Pour combien de temps encore ? À Pertuis, un projet d’extension de la zone d’activité qui jouxte le site menace d’engloutir sous le béton 86 hectares de terres fertiles, pour la plupart cultivées. Une aberration écologique face à laquelle de nombreux militants se sont dressés jusqu’à investir la zone en novembre 2021, occupant quatre maisons vacantes, construisant des cabanes et entretenant un verger sur ce qu’ils ont nommé la ZAP, pour « zone à patates ». Pas du goût de la préfecture du Vaucluse, qui a ordonné son expulsion : le 28 juin, les lieux ont été évacués sans ménagement et les maisons murées, avant d’être démolies [1]. Propriétés de l’établissement public foncier (EPF) de Provence-Alpes-Côte d’Azur, les terres ont été acquises grâce à la création d’une réserve foncière sur la zone, déclarée d’utilité publique en juin 2020. Depuis, à Pertuis, l’EPF est autorisé à acquérir, à l’amiable ou par voie d’expropriation, les terrains d’une centaine de propriétaires. À la manœuvre du projet, Roger Pellenc, maire divers droite de Pertuis et influent industriel local, que les opposants soupçonnent de vouloir « faire passer ses intérêts particuliers pour de l’intérêt général ».
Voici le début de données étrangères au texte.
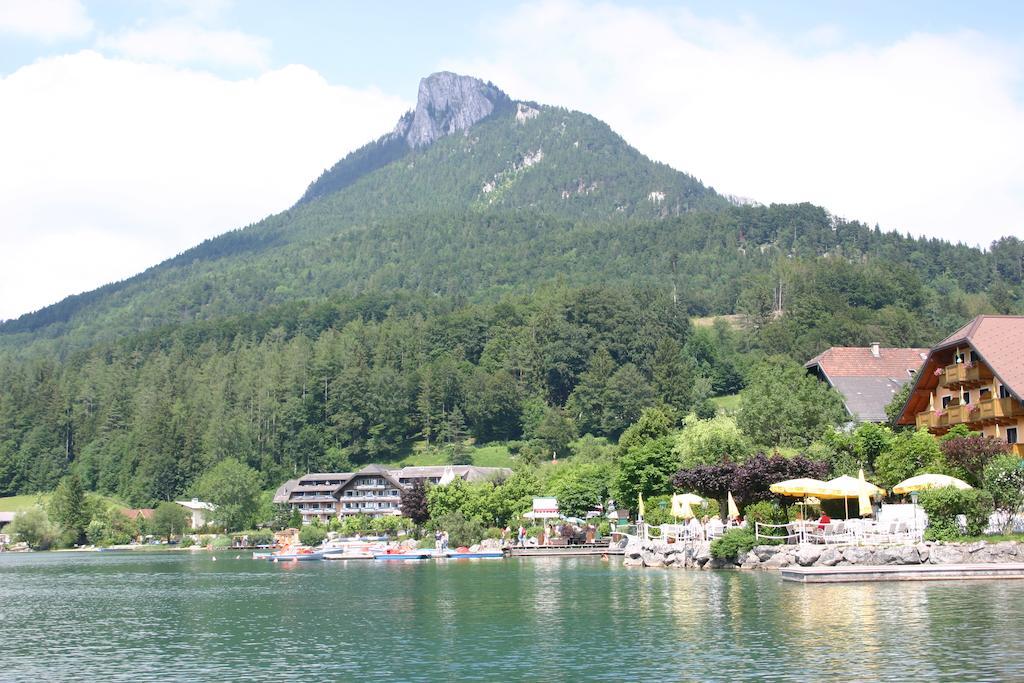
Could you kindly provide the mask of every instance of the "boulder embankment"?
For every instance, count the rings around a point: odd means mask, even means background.
[[[1024,562],[1024,543],[921,543],[884,546],[756,546],[745,555],[724,560],[711,556],[711,544],[646,541],[626,547],[628,566],[680,569],[778,569],[785,566],[850,566],[889,564],[968,564]]]

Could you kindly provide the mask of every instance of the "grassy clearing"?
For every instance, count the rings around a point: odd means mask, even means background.
[[[469,445],[473,464],[478,467],[512,467],[512,454],[504,443],[487,443],[481,446]],[[444,451],[427,449],[423,441],[418,441],[411,453],[401,458],[397,467],[415,467],[425,465],[446,465],[447,455]]]
[[[730,393],[728,396],[715,396],[711,399],[718,412],[723,415],[735,415],[739,410],[739,394]]]
[[[100,496],[99,494],[89,494],[89,496],[98,497],[108,505],[113,505],[119,508],[128,507],[121,501],[116,498],[111,498],[110,496]],[[7,498],[0,498],[0,512],[22,512],[23,510],[28,510],[37,503],[42,503],[45,506],[49,500],[50,495],[48,493],[8,496]]]
[[[39,502],[45,505],[49,497],[49,494],[26,494],[25,496],[0,498],[0,512],[22,512]]]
Le projet d’un « seigneur local »

À l’époque, pour justifier la déclaration d’utilité publique, la préfecture du Vaucluse avait sorti la carte de la présence, à une trentaine de kilomètres de Pertuis, du chantier du réacteur thermonucléaire expérimental Iter. Raison invoquée : le besoin d’espace pour les sous-traitants de ce projet pharaonique. Mais Sébastien Barles, adjoint Europe Écologie-Les Verts à la mairie de Marseille et conseiller métropolitain, opposé au projet, est catégorique : « C’est un alibi, du flan. Iter a du plomb dans l’aile et lorsqu’on interroge les entreprises soi-disant concernées, certaines ne connaissent même pas l’existence du projet. » Contacté, le service communication d’Iter n’a pas donné suite à nos sollicitations.
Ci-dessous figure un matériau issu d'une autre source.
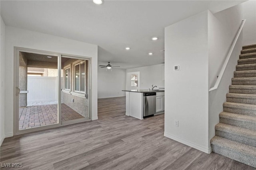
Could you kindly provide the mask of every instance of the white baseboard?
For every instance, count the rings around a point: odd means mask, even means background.
[[[6,133],[5,134],[6,138],[9,137],[12,137],[13,136],[13,133],[10,132],[9,133]]]
[[[92,120],[98,120],[98,116],[92,117]]]
[[[165,132],[164,132],[164,136],[168,138],[170,138],[170,139],[173,139],[174,141],[176,141],[180,143],[183,143],[183,144],[185,144],[186,145],[188,145],[193,148],[198,149],[199,150],[201,150],[201,151],[204,152],[205,152],[206,153],[210,153],[212,152],[211,147],[210,147],[209,148],[206,148],[205,147],[202,147],[202,146],[199,145],[198,145],[196,143],[194,143],[193,142],[191,142],[189,141],[187,141],[184,139],[181,139],[179,138],[178,137],[175,137],[171,135],[168,134]]]
[[[125,96],[105,96],[105,97],[98,97],[98,99],[106,99],[108,98],[121,98],[122,97],[125,97]]]
[[[2,138],[1,138],[1,141],[0,141],[0,146],[1,146],[1,145],[2,145],[2,144],[3,143],[4,138],[5,138],[5,135],[4,134]]]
En revanche, s’il y a une personne à Pertuis qui est bien au fait de l’avancée du projet, c’est Roger Pellenc. Maire de la commune depuis 2008, fer de lance de l’agrandissement de la zone d’activité, il s’échine depuis les années 1970 à bâtir son empire. Certaines des entreprises qu’il a créées, pour beaucoup spécialisées dans la construction de machines et d’outillage agricoles, sont aujourd’hui présentes tout autour du globe. Le siège du Groupe Pellenc, lui, est resté domicilié à Pertuis. Tout comme Pellenc Energy, start-up dédiée à la recherche et au développement de batteries lithium-ion, et Pellenc Selective Technologies, spécialisée dans l’industrie du recyclage.
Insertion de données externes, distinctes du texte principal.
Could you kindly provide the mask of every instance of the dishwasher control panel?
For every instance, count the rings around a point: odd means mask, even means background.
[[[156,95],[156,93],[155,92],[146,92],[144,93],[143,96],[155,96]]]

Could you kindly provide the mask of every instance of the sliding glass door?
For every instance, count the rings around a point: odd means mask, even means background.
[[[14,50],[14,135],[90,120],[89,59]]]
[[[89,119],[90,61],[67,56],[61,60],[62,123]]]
Roger Pellenc ? « Un seigneur local qui mélange les intérêts qu’il doit défendre en tant qu’élu et ses intérêts particuliers de chef d’entreprise », tacle Sébastien Barles. C’est que, parmi les entreprises positionnées pour l’acquisition de parcelles sur la future zone, on retrouve Pellenc SAS qui lorgne sur une dizaine d’hectares, quand Pellenc Selectives Technologies et Pellenc Energie briguent à elles deux « 15 à 20 hectares », comme l’a reconnu l’élu auprès de Marsactu. Si la première n’appartient plus à l’édile, il est resté actionnaire majoritaire de ses deux petites sœurs. Autant d’éléments qui ont éveillé mi-novembre la curiosité de l’association anticorruption agréée Anticor : « Il semblerait qu’il y aurait un possible conflit d’intérêts sur Pertuis », explique une de ses membres qui n’en dira pas plus, le dossier étant depuis peu à l’étude. De son côté, Roger Pellenc, contacté à plusieurs reprises, n’a pas souhaité répondre à nos questions.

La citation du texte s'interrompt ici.